4. Meet with Potential Buyers

Email your summary to buyers who sign the NDA and have the motivation and cash to buy your business. Put a number that you can be reached at in the email (your email signature doesn’t count) with a sentence saying that they can reach out to you anytime with questions.

This is a time to practice the “Don’t call us, we’ll call you” adage. Do not call the buyer or email them multiple times to follow up. If a buyer is serious about continuing to discuss buying your business, they will follow up with you.

If the buyer emails you a few questions, answer them. If there is a lengthy list of questions or you notice you have emailed back and forth multiple times, set up a meeting via video conference (in person is not ideal due to COVID-19).

If they persistently ask for more information and won’t meet with you, you may want to move on to your other prospects.

There are no real rules for screening and correspondence with a potential buyer. If you feel that something is off with a potential buyer, talk to your broker, consider their advice, but pay attention to what your guy is telling you.

You can meet with multiple buyers at this time but remember that buyers won’t want to wait around for you to make a decision so try to move quickly.

5. Negotiate and Agree on an Offer

If you didn’t have a professional firm on your side throughout the first four steps of the process, now is the time to reach out to someone.

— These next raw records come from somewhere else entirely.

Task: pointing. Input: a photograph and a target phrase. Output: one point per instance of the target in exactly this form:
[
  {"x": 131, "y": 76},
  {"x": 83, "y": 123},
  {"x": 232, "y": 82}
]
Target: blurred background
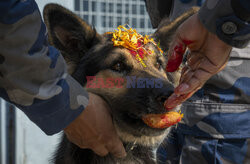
[{"x": 21, "y": 141}]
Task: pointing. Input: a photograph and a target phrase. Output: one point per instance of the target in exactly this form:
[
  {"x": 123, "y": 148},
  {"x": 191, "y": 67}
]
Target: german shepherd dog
[{"x": 88, "y": 53}]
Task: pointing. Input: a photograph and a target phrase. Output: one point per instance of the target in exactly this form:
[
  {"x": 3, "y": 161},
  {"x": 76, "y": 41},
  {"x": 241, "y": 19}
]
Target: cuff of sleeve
[
  {"x": 55, "y": 114},
  {"x": 58, "y": 121},
  {"x": 219, "y": 18}
]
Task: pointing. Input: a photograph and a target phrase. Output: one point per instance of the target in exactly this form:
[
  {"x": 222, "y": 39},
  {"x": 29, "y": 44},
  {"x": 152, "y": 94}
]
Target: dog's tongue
[{"x": 161, "y": 121}]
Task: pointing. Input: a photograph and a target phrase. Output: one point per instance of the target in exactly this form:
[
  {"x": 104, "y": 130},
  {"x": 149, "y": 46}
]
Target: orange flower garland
[{"x": 134, "y": 42}]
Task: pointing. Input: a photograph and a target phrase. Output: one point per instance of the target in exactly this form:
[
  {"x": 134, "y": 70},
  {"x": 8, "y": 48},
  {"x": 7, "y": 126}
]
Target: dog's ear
[
  {"x": 166, "y": 30},
  {"x": 69, "y": 33}
]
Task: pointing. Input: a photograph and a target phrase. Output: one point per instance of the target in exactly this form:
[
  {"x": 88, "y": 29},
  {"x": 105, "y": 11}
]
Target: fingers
[
  {"x": 115, "y": 147},
  {"x": 175, "y": 57}
]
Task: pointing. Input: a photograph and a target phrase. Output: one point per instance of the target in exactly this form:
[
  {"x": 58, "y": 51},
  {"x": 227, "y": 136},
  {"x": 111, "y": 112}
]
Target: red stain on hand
[
  {"x": 176, "y": 57},
  {"x": 175, "y": 100}
]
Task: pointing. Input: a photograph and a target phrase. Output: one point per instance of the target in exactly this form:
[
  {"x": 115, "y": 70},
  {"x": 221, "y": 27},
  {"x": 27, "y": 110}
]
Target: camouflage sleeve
[
  {"x": 228, "y": 19},
  {"x": 33, "y": 75}
]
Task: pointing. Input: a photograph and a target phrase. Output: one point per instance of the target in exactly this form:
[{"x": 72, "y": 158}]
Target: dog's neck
[{"x": 136, "y": 154}]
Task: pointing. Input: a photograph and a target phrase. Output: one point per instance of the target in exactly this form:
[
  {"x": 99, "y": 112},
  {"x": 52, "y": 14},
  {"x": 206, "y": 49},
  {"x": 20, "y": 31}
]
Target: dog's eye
[
  {"x": 158, "y": 65},
  {"x": 119, "y": 67}
]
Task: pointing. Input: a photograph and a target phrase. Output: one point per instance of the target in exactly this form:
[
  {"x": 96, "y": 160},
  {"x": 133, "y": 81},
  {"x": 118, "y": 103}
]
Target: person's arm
[
  {"x": 209, "y": 36},
  {"x": 33, "y": 76}
]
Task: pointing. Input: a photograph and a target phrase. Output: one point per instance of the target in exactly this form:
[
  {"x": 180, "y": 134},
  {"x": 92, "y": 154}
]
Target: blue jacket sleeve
[
  {"x": 228, "y": 19},
  {"x": 33, "y": 75}
]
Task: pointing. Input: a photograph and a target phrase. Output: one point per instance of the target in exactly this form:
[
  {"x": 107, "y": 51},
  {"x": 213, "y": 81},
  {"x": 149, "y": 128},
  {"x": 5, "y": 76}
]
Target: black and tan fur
[{"x": 88, "y": 53}]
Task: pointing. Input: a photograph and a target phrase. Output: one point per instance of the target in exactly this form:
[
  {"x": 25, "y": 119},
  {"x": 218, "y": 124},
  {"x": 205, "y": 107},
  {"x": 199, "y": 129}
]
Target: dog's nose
[{"x": 161, "y": 99}]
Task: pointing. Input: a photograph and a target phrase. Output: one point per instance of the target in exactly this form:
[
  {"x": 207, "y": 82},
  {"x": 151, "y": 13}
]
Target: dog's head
[{"x": 131, "y": 89}]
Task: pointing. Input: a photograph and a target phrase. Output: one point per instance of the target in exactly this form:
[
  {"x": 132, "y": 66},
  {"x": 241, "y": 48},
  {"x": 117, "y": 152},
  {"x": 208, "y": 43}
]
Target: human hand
[
  {"x": 208, "y": 55},
  {"x": 94, "y": 129}
]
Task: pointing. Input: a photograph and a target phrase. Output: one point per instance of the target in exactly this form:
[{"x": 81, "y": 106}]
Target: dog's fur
[{"x": 88, "y": 53}]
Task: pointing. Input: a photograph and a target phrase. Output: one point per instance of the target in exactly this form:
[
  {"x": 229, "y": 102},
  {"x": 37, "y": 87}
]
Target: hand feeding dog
[{"x": 137, "y": 103}]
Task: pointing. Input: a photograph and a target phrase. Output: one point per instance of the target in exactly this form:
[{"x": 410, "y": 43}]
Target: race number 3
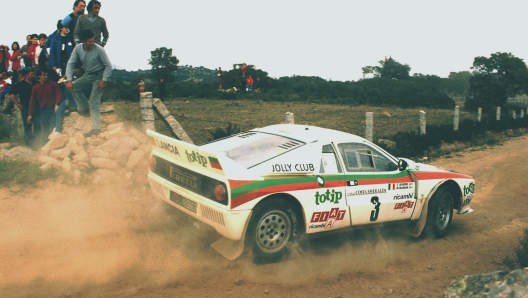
[{"x": 374, "y": 213}]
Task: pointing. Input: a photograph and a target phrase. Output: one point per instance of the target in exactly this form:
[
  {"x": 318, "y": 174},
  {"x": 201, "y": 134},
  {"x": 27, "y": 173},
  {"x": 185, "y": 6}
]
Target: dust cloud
[{"x": 61, "y": 240}]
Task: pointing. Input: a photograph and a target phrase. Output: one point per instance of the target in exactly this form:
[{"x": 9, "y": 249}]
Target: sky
[{"x": 331, "y": 39}]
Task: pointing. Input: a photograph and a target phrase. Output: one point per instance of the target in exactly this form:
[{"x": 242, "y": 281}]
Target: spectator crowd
[{"x": 57, "y": 73}]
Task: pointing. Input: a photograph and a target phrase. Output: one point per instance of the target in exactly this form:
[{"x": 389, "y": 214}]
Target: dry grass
[{"x": 199, "y": 116}]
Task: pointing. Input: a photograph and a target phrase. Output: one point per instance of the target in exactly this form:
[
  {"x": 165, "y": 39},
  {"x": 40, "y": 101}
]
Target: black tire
[
  {"x": 440, "y": 213},
  {"x": 271, "y": 230}
]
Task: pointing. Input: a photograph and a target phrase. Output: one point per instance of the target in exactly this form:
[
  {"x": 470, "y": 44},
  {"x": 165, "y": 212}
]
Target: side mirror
[{"x": 402, "y": 165}]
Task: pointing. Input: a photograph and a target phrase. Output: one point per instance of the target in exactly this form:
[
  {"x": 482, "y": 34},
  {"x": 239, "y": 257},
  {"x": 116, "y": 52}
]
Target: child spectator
[
  {"x": 249, "y": 83},
  {"x": 16, "y": 60},
  {"x": 48, "y": 97},
  {"x": 22, "y": 89}
]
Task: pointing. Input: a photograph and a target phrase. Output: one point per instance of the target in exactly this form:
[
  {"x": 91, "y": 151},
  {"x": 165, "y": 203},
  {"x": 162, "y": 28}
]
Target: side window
[
  {"x": 329, "y": 162},
  {"x": 359, "y": 157}
]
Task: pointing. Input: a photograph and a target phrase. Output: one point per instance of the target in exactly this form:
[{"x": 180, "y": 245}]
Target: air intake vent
[
  {"x": 212, "y": 215},
  {"x": 289, "y": 145},
  {"x": 247, "y": 135}
]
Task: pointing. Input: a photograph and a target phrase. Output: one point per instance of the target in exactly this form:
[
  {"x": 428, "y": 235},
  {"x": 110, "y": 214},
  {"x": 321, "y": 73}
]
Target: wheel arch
[
  {"x": 455, "y": 190},
  {"x": 293, "y": 201}
]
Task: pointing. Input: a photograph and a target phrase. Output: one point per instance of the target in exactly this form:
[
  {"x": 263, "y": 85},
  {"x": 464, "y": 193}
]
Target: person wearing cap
[{"x": 98, "y": 69}]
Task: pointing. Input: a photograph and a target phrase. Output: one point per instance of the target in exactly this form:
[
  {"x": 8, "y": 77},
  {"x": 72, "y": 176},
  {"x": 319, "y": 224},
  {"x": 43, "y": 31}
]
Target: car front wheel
[{"x": 440, "y": 213}]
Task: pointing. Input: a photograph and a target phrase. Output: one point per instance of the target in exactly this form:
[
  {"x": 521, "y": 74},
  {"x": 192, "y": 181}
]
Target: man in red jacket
[{"x": 48, "y": 96}]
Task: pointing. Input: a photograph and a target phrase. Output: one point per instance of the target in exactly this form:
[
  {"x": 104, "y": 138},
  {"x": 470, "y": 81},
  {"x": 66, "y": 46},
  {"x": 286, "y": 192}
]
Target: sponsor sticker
[
  {"x": 403, "y": 206},
  {"x": 367, "y": 192},
  {"x": 406, "y": 185},
  {"x": 326, "y": 219}
]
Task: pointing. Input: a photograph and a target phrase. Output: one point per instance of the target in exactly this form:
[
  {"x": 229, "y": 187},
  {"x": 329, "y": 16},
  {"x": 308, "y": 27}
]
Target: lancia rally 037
[{"x": 265, "y": 188}]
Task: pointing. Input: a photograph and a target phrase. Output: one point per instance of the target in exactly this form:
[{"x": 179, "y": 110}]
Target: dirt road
[{"x": 108, "y": 241}]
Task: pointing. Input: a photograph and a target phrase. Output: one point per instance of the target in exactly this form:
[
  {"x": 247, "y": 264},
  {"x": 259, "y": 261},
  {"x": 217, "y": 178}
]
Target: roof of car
[{"x": 308, "y": 134}]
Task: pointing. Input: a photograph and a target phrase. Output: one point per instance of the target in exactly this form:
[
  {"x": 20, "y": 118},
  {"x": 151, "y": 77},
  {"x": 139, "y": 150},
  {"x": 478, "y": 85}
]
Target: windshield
[{"x": 252, "y": 148}]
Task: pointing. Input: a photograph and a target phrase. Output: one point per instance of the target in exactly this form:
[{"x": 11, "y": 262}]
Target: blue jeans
[
  {"x": 94, "y": 103},
  {"x": 47, "y": 122},
  {"x": 28, "y": 133},
  {"x": 68, "y": 97}
]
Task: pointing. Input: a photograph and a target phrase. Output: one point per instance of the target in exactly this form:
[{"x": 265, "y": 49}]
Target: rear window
[{"x": 253, "y": 148}]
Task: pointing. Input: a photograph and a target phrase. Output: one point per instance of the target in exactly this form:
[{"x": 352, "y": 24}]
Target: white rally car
[{"x": 266, "y": 187}]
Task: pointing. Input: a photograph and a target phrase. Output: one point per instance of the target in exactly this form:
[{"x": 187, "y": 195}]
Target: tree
[
  {"x": 389, "y": 68},
  {"x": 163, "y": 64},
  {"x": 495, "y": 79}
]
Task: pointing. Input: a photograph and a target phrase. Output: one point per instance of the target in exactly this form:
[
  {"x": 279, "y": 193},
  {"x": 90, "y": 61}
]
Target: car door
[{"x": 376, "y": 191}]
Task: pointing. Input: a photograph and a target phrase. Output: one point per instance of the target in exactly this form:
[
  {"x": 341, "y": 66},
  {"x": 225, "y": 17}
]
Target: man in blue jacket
[{"x": 61, "y": 47}]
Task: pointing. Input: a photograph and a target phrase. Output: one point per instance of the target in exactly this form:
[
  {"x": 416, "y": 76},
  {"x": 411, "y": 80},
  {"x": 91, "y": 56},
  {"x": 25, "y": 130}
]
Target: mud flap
[
  {"x": 231, "y": 249},
  {"x": 417, "y": 229}
]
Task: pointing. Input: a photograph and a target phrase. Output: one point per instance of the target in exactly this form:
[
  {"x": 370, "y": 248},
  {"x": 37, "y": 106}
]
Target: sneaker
[
  {"x": 54, "y": 134},
  {"x": 92, "y": 132}
]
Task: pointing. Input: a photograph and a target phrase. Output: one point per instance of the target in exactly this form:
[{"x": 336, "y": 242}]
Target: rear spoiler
[{"x": 186, "y": 153}]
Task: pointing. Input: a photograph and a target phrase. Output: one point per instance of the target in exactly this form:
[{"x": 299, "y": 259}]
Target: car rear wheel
[
  {"x": 440, "y": 213},
  {"x": 271, "y": 230}
]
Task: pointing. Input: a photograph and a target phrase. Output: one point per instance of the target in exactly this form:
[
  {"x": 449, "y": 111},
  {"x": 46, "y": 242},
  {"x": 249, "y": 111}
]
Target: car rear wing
[{"x": 192, "y": 156}]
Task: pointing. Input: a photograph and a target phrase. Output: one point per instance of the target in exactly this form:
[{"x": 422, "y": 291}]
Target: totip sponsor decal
[
  {"x": 406, "y": 185},
  {"x": 326, "y": 219},
  {"x": 214, "y": 163},
  {"x": 404, "y": 206}
]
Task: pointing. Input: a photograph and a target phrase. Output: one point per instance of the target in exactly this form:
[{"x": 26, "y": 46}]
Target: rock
[
  {"x": 83, "y": 156},
  {"x": 390, "y": 144},
  {"x": 77, "y": 177},
  {"x": 103, "y": 176},
  {"x": 495, "y": 284},
  {"x": 115, "y": 133},
  {"x": 58, "y": 142},
  {"x": 21, "y": 153},
  {"x": 45, "y": 149},
  {"x": 74, "y": 146},
  {"x": 66, "y": 166},
  {"x": 109, "y": 119},
  {"x": 116, "y": 125},
  {"x": 104, "y": 163},
  {"x": 109, "y": 146},
  {"x": 80, "y": 138},
  {"x": 134, "y": 158},
  {"x": 61, "y": 153},
  {"x": 138, "y": 135},
  {"x": 50, "y": 161}
]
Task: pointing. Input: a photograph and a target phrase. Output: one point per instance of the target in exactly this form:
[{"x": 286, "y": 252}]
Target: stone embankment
[{"x": 118, "y": 152}]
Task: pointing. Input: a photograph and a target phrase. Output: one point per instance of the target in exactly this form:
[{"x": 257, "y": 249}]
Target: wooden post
[
  {"x": 369, "y": 126},
  {"x": 423, "y": 123},
  {"x": 457, "y": 118},
  {"x": 147, "y": 115},
  {"x": 175, "y": 125},
  {"x": 289, "y": 118}
]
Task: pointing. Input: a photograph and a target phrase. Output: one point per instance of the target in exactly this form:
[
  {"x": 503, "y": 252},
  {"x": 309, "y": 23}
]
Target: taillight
[
  {"x": 152, "y": 164},
  {"x": 220, "y": 192}
]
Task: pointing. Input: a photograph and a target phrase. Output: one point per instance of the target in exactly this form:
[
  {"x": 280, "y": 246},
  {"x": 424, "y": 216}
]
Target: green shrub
[
  {"x": 4, "y": 133},
  {"x": 520, "y": 257}
]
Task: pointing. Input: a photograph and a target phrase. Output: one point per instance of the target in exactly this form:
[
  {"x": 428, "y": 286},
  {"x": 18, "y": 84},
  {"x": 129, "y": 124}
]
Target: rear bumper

Negotiations can be tricky and something as simple as misspeaking can cost you.

This is when you ask the buyer to make an offer. If they do not make one, they might not be as serious about buying as you thought.

Focus on establishing an agreement between both parties, then you can have an offer drafted. You do not quite need an attorney, yet.

Before you start negotiating, have the buyer submit proof of funds along with the offer. If they are truly interested, they will oblige.

6. Due Diligence and Closing the Sale

In the financial world, proper due diligence requires an in-depth analysis of financial records before entering into a transaction with another party. Click here to view our Due Diligence Request Checklist.

Closing the sale is a routine process. The key to success, again, is preparation.

Prepare for the closing weeks in advance and maintain momentum with organized checklists and timelines.